Making the Case
The volatility of our financial markets blazed into view in October, as if someone had struck a match. While the immediate reaction of architects has been as hot-faced witnesses to a conflagration (we do not control the hedge funds or the investment banks), we recognize the effects of the fire sale, particularly for our clients. It goes without saying that getting the job remains the defining business challenge we all face.
In case you find yourself in meltdown, realize this: Clients need architects now more than ever. At a critical time, good design and superior physical facilities can give companies or institutions a vital, competitive edge—with their peers, with their customers, with their employees, with the communities that they serve. We architects can dare to say, “Trust me,” because we speak with authority.
Our data can help you. For 11 years, the Business Week/Architectural Record design awards program has documented how architectural (and interior and industrial) design affects business. Examine this year’s winners, which include building projects that made existing companies better places. Each of their stories has a lesson that is measurable.

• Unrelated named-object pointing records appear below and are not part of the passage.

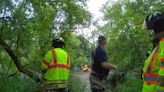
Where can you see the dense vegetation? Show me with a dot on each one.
(27, 28)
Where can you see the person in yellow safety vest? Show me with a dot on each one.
(56, 65)
(153, 70)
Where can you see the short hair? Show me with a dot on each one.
(101, 38)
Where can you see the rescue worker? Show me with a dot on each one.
(56, 65)
(153, 70)
(100, 67)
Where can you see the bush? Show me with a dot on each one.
(17, 83)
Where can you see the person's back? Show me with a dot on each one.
(56, 66)
(99, 55)
(153, 70)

At Elmpark, in Dublin, Ireland, the shared vision of architect and client produced a more sustainable workplace, complete with obligatory green roof and lighting scheme, in which the developer could ultimately
sell power to his tenants. For Haworth in Michigan, a striking new building addition encouraged a 300 percent rise in customer visits, with a concurrent rise in sales. And in a third, at Alley 24 in Seattle, employees report extreme satisfaction, so much that actual sick days have decreased.
Whether reflected in worker satisfaction or productivity, design for business and institutional clients means more than signature buildings by glamorous architects. As an architect, you can help determine which materials and systems can make the most difference, whether to attract bigger crowds or to save energy. Perhaps you can help consolidate facilities from far-flung sites to a central building that will foster better communication among employees.

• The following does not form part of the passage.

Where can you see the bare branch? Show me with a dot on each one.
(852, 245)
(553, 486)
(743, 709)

In good times and hard times, in addition to the inspiration that our work provides, clients respond to hard facts, suggesting that we present our architectural projects as solutions to their needs, ferreting out measurable data (what the industry loves to call “metrics”) that signify how actual designs made a difference. The burden may sound daunting, but look for information to back up your assertions.
Architects and clients recognize that the way we work has fundamentally changed, with a new workforce that increasingly functions off-site, that requires flexibility in the workplace for its changing social norms, for digital transformation, even for (shudder) “downsizing.” We have found that good design literally enhances real estate value, at a time that real estate values have risen to the forefront of business consciousness. And design becomes a recruiting tool for all employees, particularly for the young.

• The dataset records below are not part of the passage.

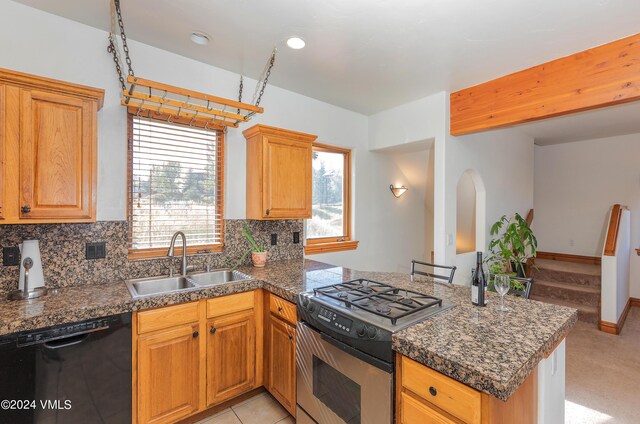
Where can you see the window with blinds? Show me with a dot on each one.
(175, 184)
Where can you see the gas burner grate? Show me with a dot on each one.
(350, 290)
(379, 299)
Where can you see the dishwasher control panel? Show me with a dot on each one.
(62, 331)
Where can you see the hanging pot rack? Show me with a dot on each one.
(159, 99)
(153, 99)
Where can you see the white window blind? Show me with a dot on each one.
(175, 184)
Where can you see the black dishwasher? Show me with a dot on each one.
(68, 374)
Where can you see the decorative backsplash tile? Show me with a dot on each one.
(62, 247)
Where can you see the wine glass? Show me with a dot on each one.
(502, 284)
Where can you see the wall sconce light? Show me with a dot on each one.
(398, 191)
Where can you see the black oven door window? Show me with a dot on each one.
(337, 391)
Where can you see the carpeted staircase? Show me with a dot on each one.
(569, 284)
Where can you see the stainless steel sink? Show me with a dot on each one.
(217, 276)
(157, 285)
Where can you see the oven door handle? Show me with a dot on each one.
(378, 363)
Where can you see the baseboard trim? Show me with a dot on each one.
(564, 257)
(615, 328)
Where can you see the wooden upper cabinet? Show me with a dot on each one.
(168, 374)
(57, 157)
(231, 356)
(3, 145)
(278, 173)
(50, 149)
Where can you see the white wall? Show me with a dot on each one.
(55, 47)
(465, 214)
(44, 44)
(503, 159)
(575, 186)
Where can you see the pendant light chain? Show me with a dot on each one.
(214, 114)
(113, 44)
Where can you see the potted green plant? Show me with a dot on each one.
(513, 245)
(258, 252)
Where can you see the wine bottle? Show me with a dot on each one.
(478, 284)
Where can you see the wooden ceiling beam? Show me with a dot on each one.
(602, 76)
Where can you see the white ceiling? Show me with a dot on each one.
(369, 55)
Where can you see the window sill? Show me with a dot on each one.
(161, 252)
(337, 246)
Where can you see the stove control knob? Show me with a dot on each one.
(305, 301)
(372, 332)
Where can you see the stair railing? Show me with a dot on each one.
(616, 255)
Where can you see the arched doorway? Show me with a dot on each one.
(470, 213)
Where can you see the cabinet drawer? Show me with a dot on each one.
(446, 393)
(224, 305)
(283, 309)
(416, 412)
(169, 316)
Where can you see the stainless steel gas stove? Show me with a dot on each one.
(344, 354)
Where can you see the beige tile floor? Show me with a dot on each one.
(260, 409)
(603, 372)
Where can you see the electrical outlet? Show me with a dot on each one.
(96, 250)
(10, 256)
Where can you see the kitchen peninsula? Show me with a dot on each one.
(487, 353)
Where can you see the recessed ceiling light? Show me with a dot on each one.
(295, 43)
(201, 38)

Beyond all the hype about branding and marketing, we recognize that the world remains interested in architecture and design, even in a downturn. A well-conceived, well-executed project can help propel a company into a successful 21st-century business, by saving operating costs, attracting and retaining talent, or by building equity for the future, at a time that equity seems to be sliding downhill.
If you need further examples, turn the pages of this issue to the BusinessWeek/Architectural Record Awards winners or seek out our new publication for clients, HQ. Ironically, a difficult marketplace may be the best time to press the case for the power of design. Architects will need help in convincing clients to retain their services in the coming weeks; clients will need help, period; and our publications stand ready to make the case for both.